2) Pre-training a pre-training language model selected by field data by taking MLM as a target task to generate a further pre-training language model;

3) The training data set is subjected to class balance sampling, the long text is cut off in the same length from head to tail, and the short text is dynamically filled;

4) A mixed template construction method for combining a discrete template and a continuous template by using a target data set is used for constructing a prompt mixed template;

5) Training and predicting the target task by using the generated further pre-training language model, and adjusting learning rate parameters to obtain a predicted answer;

6) And performing label mapping conversion on actual labels of the target task on the words predicted by the model according to the answer space by using a multi-label mapper according to the predicted answers to obtain the final output label, thereby realizing small sample text classification.
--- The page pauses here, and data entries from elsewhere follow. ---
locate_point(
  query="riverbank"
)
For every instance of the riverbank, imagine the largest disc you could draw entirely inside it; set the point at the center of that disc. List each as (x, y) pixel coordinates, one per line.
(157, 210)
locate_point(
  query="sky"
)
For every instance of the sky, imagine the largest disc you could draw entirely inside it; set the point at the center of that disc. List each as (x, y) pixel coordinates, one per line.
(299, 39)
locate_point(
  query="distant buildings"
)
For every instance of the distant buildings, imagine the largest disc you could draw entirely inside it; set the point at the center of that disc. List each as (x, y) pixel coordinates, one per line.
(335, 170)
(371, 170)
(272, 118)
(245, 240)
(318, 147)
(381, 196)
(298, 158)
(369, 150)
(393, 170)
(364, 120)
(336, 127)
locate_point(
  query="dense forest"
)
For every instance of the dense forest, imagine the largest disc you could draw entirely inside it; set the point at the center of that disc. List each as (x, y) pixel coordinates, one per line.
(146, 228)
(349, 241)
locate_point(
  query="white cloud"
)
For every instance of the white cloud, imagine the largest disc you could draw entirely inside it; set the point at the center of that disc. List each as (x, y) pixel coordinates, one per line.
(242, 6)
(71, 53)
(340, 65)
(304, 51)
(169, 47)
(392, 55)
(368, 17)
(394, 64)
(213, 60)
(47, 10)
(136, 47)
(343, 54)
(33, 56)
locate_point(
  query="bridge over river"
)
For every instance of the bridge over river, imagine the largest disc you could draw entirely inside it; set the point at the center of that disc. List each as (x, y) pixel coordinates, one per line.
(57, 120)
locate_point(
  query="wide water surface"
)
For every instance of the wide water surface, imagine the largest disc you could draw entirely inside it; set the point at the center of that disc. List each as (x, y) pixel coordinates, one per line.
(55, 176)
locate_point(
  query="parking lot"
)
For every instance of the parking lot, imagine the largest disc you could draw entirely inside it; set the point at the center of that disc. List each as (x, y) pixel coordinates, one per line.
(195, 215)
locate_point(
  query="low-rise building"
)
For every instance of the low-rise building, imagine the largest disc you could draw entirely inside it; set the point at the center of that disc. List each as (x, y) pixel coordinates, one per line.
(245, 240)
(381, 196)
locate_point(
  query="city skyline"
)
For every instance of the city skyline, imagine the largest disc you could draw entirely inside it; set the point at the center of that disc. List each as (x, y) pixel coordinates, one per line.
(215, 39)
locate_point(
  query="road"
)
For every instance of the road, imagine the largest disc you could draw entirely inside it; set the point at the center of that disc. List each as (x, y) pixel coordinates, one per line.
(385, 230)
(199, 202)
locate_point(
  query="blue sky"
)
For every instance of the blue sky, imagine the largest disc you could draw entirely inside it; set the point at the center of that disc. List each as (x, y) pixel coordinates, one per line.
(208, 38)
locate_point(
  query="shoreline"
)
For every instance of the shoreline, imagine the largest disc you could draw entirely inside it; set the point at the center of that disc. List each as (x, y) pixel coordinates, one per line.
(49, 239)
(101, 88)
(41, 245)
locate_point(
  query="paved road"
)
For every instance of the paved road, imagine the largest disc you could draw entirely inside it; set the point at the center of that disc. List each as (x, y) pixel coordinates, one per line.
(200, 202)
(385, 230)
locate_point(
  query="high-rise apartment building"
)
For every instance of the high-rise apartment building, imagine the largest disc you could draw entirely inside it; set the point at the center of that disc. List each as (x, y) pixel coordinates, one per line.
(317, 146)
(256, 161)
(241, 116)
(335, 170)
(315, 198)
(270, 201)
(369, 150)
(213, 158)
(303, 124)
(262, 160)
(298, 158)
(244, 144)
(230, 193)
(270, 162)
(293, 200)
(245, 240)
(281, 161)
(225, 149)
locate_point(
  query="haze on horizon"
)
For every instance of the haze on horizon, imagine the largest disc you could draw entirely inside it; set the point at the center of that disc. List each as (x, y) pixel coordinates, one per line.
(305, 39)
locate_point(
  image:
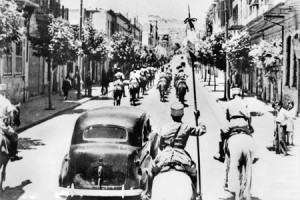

2. The domain template pre-trained small sample classification method according to claim 1, wherein the step 1) uses a data set related to the target task domain to construct a prompt template, and if the input data is X, uses f as a prompt function for adding prompt information, and constructs X defined by the following formula (a):

x＝f(x) (a)；

wherein x is domain data set text data; f is a template construction function; and x' is the data of the domain data set after template construction.

3. The domain template pre-trained small sample text classification method according to claim 1, wherein the step 4) uses a natural language template understood by human and a coding language template understood by machine to construct a prompt mixed template for a target data set, uses a training data Xtarget of a target task, and is designed as { soft: this } topic { soft: is } { mask } { Xtarget }, wherein soft is a tunable template understood by machine, and is initialized according to the task; topic is a natural language template for converting a language into a corresponding Embedding form; mask is the value to be predicted; xtarget is the original input sequence.

4. The method for classifying small samples based on domain template pre-training as claimed in claim 1, wherein the step 5) uses the generated further pre-training language model to train and predict the target task, the preheating step of the training is set to 0.1 of the total step size, the model update rate is 0.00002, and the weight attenuation is set to 0.01; the probability of predicting token of Mask position by using the pre-training language is calculated by the following formula (b):

5. The domain template pre-trained small sample classification method according to claim 1, wherein said step 6) obtains a probabilistic maximum predictive answer through an argmax function, and then according to an answer space Z, the label word mapper obtains an output label required for calculating a final target task by the following formula (c):

Y＝ Z(argmax _∈％ (P(Y|X’))) (c)；

wherein Y is _label Is the last output label; p (Y | X') is the probability of the predicted word; z is an answer label mapper that maps the predicted word to the final output label.